Manufacturing Tomorrow


How IoT Can Improve After-Sale Performance

Jan 31, 2017
Manufacturing and Distribution


Forbes defines the Internet of Things (IoT) simply as “…the concept of basically connecting any device with an on and off switch to the Internet (and/or to each other).” Some common examples of IoT in use are wearable devices that connect your health metrics to your iPad and, on the other end of the spectrum, airplane engines connected to the manufacturer’s computer systems. General Electric predicts that in just the next few years, 50 billion assets (machine parts, sensors, monitors, appliances, etc.) will be connected in similar ways. Why? So we can measure, improve and predict performance.

A New Type of Preventive Maintenance

We’ve already outlined some of the waysIoT will improve processes by tracking assets, monitoring equipment, ensuring quality and improving safety, but there’s even more that can be accomplished using connective technology—like better understanding after-sale maintenance requirements and using data to understand and predict when a product will require service.

Let’s say you make calendars (equipment used to smooth paper under high pressure) for the paper industry. Here’s a look at what the maintenance process looks like using the traditional model, and what a method made possible with IoT looks like:

Traditional maintenance model

A fault occurs in some part of the calendar and, after a worker becomes aware of it, maintenance is contacted and thoroughly inspects the equipment. Once the nature of the problem is determined and documented, maintenance identifies what’s believed to be the most effective remedy and the person/people best able (or available) to implement the solution. The necessary parts and tools are identified and collected, and the person performing the repair proceeds to address the problem based on repair documents that may or may not be current/accurate. Once the fix is completed, the problem and solution are documented in multiple places.

IoT maintenance model

With IoT sensors and other devices in place within the calendar system, process deviations and machine failures are detected through real-time monitoring and steps to resolution are initiated automatically. The cause of the failure is fully communicated by sensors and the appropriate solution identified. The person with the right expertise is automatically assigned to implement the repair, with the right parts or tools itemized and tagged for pickup. All best-practice knowledge about the repair is in the job ticket, readily available to the maintenance person.
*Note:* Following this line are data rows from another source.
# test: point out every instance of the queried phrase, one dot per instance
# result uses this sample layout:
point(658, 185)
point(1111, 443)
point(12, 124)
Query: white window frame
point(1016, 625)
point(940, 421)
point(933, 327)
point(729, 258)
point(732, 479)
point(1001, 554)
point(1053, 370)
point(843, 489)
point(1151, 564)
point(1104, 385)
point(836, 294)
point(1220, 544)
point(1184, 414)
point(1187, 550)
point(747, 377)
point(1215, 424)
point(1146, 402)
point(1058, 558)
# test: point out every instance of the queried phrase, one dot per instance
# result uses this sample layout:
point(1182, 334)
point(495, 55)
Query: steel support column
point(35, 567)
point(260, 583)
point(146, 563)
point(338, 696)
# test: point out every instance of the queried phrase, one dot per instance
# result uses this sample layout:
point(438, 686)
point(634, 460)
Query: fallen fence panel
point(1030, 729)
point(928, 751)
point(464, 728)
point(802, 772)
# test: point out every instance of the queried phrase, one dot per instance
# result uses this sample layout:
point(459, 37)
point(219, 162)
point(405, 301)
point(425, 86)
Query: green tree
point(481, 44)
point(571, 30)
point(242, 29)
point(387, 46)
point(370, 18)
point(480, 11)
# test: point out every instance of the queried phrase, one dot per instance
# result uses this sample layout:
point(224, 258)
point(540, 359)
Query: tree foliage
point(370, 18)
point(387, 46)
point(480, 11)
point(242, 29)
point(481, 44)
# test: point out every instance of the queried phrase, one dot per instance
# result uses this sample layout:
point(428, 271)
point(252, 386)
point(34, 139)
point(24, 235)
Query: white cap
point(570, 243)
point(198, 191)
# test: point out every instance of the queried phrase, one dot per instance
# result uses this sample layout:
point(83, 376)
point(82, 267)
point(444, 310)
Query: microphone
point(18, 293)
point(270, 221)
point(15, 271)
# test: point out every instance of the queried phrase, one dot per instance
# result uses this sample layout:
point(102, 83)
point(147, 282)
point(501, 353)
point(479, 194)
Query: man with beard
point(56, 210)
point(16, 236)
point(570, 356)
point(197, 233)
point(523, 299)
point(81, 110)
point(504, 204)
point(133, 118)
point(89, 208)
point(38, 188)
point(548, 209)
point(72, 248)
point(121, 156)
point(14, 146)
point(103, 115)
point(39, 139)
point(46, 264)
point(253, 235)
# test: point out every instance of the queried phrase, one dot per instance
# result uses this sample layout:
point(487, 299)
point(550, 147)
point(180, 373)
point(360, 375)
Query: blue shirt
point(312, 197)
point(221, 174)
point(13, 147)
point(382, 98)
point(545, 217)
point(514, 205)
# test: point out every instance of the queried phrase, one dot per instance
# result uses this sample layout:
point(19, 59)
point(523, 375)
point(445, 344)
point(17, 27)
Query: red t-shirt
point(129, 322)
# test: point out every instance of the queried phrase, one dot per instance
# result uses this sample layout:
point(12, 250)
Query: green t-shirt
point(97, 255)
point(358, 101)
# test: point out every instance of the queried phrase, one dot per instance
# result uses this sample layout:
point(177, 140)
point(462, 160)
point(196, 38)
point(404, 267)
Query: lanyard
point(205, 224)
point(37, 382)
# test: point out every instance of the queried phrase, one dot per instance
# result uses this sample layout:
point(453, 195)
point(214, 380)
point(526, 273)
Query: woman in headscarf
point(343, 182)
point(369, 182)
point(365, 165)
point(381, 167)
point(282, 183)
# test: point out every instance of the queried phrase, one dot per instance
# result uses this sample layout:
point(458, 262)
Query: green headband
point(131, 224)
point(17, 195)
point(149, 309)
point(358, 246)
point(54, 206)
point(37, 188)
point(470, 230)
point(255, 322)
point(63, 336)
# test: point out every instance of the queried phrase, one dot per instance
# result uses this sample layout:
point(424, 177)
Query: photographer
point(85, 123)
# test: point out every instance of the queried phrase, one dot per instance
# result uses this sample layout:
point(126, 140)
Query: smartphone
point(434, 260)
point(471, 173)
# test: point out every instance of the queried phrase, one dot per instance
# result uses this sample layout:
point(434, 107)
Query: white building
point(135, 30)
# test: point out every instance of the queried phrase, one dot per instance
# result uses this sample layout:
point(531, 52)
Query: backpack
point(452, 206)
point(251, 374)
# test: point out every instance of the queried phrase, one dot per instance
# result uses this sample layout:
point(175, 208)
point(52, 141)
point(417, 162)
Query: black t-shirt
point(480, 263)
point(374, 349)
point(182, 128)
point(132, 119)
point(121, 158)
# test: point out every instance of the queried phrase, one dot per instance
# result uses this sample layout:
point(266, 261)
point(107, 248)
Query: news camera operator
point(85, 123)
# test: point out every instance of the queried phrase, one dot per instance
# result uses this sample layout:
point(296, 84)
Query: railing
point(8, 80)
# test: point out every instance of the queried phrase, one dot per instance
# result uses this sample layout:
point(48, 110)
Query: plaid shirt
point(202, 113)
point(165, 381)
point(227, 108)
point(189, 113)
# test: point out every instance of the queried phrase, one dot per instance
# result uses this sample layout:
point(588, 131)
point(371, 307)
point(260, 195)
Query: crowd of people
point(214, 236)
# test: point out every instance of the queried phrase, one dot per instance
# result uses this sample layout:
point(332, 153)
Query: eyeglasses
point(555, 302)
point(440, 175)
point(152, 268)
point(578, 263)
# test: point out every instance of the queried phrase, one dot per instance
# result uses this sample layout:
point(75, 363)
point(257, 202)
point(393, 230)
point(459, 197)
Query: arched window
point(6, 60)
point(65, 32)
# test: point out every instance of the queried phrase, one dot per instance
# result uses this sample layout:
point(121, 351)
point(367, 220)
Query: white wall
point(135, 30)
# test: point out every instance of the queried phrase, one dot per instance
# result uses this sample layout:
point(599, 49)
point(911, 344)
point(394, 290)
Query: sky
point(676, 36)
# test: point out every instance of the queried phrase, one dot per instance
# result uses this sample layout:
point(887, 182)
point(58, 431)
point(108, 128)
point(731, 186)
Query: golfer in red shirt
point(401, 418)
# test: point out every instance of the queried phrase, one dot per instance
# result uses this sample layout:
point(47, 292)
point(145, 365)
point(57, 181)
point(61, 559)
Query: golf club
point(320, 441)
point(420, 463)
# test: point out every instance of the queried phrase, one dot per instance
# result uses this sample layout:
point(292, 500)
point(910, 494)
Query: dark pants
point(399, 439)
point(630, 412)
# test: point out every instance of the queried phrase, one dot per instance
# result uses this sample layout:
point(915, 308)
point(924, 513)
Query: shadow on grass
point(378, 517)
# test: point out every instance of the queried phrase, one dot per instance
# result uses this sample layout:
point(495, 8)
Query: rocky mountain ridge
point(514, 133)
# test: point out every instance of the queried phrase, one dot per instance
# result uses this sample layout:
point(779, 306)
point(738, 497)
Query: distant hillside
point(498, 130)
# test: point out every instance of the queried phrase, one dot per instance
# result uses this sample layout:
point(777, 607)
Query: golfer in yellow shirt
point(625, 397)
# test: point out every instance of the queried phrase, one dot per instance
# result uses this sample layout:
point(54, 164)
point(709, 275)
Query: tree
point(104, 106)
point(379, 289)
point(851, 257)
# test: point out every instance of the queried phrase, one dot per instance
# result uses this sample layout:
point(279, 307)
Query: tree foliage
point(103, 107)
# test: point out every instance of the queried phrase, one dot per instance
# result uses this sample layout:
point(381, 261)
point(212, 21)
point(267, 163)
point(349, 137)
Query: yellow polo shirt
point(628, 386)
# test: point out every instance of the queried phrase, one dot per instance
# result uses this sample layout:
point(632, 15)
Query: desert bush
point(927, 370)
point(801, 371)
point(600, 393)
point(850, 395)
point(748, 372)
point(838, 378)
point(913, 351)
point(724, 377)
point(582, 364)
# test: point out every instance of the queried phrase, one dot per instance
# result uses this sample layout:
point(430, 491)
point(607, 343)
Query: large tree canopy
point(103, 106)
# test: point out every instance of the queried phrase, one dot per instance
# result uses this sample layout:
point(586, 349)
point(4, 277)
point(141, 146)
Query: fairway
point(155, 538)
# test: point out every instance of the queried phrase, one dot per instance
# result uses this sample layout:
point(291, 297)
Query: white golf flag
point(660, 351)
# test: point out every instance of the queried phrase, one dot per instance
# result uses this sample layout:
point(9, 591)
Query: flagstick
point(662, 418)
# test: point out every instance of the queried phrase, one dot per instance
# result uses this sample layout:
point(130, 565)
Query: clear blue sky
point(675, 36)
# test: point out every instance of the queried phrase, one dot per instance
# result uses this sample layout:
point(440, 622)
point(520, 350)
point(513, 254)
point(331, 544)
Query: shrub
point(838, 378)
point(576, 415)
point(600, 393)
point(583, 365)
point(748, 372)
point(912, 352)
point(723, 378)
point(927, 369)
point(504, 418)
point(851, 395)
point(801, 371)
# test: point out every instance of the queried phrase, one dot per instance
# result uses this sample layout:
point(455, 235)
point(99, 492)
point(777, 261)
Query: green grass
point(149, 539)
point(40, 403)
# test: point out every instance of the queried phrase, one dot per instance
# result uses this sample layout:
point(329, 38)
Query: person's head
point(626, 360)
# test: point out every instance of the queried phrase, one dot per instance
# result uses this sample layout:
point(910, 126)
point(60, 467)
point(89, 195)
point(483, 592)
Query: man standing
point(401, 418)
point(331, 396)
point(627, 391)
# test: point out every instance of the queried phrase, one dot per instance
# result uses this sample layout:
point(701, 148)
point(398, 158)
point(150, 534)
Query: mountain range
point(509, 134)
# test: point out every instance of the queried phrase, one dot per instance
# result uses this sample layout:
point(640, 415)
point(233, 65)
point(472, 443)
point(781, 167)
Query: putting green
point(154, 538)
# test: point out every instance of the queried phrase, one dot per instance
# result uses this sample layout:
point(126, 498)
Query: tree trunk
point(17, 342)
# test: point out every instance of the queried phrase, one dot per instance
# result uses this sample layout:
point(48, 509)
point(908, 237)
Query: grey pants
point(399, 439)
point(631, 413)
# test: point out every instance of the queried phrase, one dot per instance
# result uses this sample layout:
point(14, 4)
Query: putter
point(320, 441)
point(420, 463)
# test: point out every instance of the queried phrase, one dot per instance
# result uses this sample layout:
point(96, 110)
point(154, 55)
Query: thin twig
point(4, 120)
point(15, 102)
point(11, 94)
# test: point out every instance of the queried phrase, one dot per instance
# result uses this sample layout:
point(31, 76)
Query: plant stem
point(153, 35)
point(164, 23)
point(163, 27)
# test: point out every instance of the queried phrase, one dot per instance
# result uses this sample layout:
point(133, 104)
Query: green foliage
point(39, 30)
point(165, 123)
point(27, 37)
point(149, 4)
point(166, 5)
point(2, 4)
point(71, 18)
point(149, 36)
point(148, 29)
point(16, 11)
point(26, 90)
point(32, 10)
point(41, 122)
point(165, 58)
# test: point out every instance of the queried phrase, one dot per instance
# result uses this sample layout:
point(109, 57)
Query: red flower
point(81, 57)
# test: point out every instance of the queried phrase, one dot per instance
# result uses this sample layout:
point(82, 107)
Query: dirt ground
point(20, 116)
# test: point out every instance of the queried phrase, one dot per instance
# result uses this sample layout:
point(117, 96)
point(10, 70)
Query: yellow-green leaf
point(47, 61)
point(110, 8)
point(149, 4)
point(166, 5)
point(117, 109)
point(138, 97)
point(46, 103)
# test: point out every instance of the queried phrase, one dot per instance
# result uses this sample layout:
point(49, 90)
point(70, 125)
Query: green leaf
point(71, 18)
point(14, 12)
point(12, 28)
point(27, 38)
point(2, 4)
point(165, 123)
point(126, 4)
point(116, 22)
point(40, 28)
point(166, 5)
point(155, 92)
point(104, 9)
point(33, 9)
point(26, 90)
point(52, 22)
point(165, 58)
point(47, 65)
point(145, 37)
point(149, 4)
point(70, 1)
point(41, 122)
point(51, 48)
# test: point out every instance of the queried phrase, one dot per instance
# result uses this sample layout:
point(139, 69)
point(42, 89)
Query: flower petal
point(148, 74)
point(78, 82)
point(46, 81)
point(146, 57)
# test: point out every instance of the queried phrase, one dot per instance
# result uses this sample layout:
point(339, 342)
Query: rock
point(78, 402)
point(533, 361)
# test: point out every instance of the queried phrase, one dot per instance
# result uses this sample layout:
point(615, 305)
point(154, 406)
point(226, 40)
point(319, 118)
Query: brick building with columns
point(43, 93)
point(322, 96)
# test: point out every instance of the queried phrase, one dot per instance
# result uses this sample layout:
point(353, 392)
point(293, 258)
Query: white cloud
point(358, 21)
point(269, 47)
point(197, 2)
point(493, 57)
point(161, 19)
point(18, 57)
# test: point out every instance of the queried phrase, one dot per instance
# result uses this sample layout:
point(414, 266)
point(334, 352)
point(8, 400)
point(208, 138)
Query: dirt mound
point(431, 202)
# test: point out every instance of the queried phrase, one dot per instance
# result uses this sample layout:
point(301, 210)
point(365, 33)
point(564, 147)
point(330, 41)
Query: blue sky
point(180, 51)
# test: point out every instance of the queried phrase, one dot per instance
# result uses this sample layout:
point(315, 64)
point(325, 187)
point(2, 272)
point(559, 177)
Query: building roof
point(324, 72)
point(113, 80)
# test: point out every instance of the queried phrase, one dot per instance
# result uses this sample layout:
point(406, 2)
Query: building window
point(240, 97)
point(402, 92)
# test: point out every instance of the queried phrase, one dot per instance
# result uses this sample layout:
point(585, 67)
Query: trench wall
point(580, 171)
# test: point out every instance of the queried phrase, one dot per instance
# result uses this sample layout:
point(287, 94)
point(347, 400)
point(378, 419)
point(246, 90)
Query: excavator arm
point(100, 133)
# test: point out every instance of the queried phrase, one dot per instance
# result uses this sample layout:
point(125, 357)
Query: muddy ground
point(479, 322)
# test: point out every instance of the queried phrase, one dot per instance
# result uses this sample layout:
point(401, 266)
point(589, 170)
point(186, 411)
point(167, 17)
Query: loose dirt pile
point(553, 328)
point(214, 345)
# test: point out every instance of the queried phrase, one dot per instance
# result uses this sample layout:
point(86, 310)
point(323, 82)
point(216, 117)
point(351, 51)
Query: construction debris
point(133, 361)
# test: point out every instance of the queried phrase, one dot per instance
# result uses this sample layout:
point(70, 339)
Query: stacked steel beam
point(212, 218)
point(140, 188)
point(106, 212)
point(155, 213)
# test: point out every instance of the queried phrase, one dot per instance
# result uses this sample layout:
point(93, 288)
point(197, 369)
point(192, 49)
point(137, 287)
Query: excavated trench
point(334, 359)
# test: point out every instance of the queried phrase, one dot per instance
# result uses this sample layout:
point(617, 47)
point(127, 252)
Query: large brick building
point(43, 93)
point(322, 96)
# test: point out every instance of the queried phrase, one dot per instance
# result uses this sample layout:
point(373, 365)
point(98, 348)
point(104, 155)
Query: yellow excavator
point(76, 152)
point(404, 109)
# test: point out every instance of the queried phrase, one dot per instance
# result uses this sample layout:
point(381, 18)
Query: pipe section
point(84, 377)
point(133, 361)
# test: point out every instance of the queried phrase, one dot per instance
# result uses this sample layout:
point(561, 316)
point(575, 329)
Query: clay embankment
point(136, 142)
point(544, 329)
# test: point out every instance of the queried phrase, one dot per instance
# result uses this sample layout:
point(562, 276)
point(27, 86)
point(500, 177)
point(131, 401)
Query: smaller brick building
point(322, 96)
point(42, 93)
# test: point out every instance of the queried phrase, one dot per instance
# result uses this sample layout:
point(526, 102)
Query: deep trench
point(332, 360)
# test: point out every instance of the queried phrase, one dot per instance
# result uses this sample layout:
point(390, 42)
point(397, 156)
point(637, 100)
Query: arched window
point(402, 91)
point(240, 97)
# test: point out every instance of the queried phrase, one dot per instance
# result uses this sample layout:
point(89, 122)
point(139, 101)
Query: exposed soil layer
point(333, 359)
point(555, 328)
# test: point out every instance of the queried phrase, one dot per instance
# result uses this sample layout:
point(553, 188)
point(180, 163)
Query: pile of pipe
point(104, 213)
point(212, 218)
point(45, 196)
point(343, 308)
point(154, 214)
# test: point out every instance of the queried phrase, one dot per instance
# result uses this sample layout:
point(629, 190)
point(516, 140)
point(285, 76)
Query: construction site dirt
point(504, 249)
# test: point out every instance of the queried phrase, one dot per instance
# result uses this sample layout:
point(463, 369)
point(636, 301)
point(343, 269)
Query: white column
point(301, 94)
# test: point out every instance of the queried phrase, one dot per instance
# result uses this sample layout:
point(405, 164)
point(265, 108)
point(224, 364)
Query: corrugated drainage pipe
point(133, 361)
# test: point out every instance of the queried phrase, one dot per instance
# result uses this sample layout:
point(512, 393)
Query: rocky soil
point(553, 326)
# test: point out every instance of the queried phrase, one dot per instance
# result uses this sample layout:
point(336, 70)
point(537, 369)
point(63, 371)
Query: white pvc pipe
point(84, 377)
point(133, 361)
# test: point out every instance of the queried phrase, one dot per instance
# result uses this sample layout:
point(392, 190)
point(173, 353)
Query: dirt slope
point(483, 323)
IoT makes it possible to move beyond relative simple failure warnings, though, to actually predict failure, essentially turning the old break-then-fix and/or every-6-months-maintenance models into a single proactive predict-and-prevent model.

Using the scenario above, predictive failure uses data being generated by the calendar every minute of every day - data about vibration, temperature, oil usage, pressure, etc. - to predict when some part of the equipment will fail. Imagine the time and cost savings this implies for customers. Think, too, about them not having to deal with expense and downtime of an equipment failure and how you can use the data to further improve your products’ design.

 Machines That Learn and Predict

IoT represents opportunities the manufacturing world is just beginning to fully appreciate. One such opportunity is in leveraging solutions like Cortana, a Microsoft digital assistant, as part of a framework for intelligent equipment systems, with each machine being capable of “learning” normal and abnormal behaviors. With that insight they’ll communicate to both upstream and downstream equipment, signaling when processes need to change to account for actions taking place.

The Harvard Business Review sees huge opportunity as the machines become capable of learning and predicting outcomes. “Machine-learning algorithms that adapt through experience and evolve in intelligence as they’re exposed to data are driving changes in businesses that would have been impossible to imagine just five years ago.” This means, essentially, that improvements in processes and performance will be driven more and more by machines themselves, not by people analyzing the data that comes from them.

Implications for Service and Revenue

What does all this mean for discrete manufacturers? While you may not be quite ready for machine-learning algorithms that re-engineer your production processes, you may be ready for predictive maintenance that helps extend the life and enhance the performance of your products - and that could generate additional income in the way of guaranteed up-time arrangements that your customers pay additional for. This concept, of creating a revenue stream around your ability to monitor and better maintain the products you make, is one that’s becoming more common as customers - especially those purchasing capital equipment - can’t afford downtime and repairs if they want to stay competitive.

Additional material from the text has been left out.